Make sure that each message is clear to each audience. For example, what are the absolutely necessary facts that a policy maker will need to know from your assessment to help them better manage your marine resources? How can you convey this information in the most direct, easily accessible way? This message will vastly differ from the one sent to the general public, whose main aim will be to increase awareness of ocean health and resource management.
It is important to remember that you may also want to include some of your stakeholders in this process. Partnering with some of your stakeholders might give you access to a broader demographic to help you amplify your message, and the OHI team can help too.
For more information on how to identify and communicate with various stakeholders, use planning and strategy tools such as the ones listed under “Communications Skills” at www.mindtools.com.
A well-designed and communicated Ocean Health Index assessment should provide important information to stakeholders and decision-makers. Assessment findings can be used to identify geographic and sectorial priorities among the regions assessed and for the entire study area.
You should consider involving stakeholders to develop and implement an action plan. Much like you planned for your assessment, you must now plan for the actions and policies you will enact to reduce pressures and increase resilience, the two possible pathways to improving ocean health and thus moving closer towards your targets.
Conservation Gateway: Conservation Action Planning: www.conservationgateway.org/Documents/CAP_2pg_Description.pdf
Conservation Action Planning Handbook: www.conservationgateway.org/Documents/Cap%20Handbook_June2007.pdf
The first OHI+ assessment conducted in a given geography effectively establishes a baseline of knowledge upon which it is now possible to make future comparisons. In assessing ocean health periodically, decision-makers and stakeholders are able to determine the progress that has been made towards the targets, evaluate the effectiveness of specific management interventions, understand the effects of exogenous variables such as climate change on local ocean health, and assess the progress towards agreements made between stakeholders. There is no rule about how often you should reassess. However, considering the need to balance variances in the temporal scales at which change takes place in ecological and social dimensions, we recommend OHI+ assessments are conducted at least every 2 or 3 years. Reassessing also gives you the opportunity to refine methods and use newly available information and knowledge, continuously helping you to design an approach that best reflects ocean health at the scale of the assessment.
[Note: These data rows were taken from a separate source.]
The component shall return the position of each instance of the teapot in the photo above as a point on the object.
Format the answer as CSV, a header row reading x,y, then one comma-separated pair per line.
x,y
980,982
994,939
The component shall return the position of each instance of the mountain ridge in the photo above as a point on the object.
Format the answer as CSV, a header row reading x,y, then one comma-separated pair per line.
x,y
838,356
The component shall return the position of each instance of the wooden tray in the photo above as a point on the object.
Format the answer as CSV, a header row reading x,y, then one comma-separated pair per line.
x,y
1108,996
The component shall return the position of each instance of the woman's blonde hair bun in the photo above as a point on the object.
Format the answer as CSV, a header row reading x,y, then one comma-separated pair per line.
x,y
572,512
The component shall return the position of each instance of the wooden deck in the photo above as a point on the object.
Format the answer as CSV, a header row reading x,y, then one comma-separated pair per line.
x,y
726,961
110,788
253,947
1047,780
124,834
Lastly, this exercise should serve as an opportunity to discuss the validity of the reference points established in the first assessment to ensure they remain pertinent to the management vision previously established.
Other more complex, emergent tradeoffs become visible only when OHI assessments are done over time to track how goal scores change. Because of the complexity of ecosystem responses, full attribution of a change in one goal causing a change in another goal is difficult, but such patterns can provide insight on where to direct further exploration of such possible tradeoffs. The ability to calculate past status scores, and then correlate changes with past management actions, illustrates one way it can be used to assess management effectiveness.
OHI+ assessment updates can be easily done using the OHI Toolbox and require the same degree of time and resources as the initial assessment (although this may vary depending on local conditions).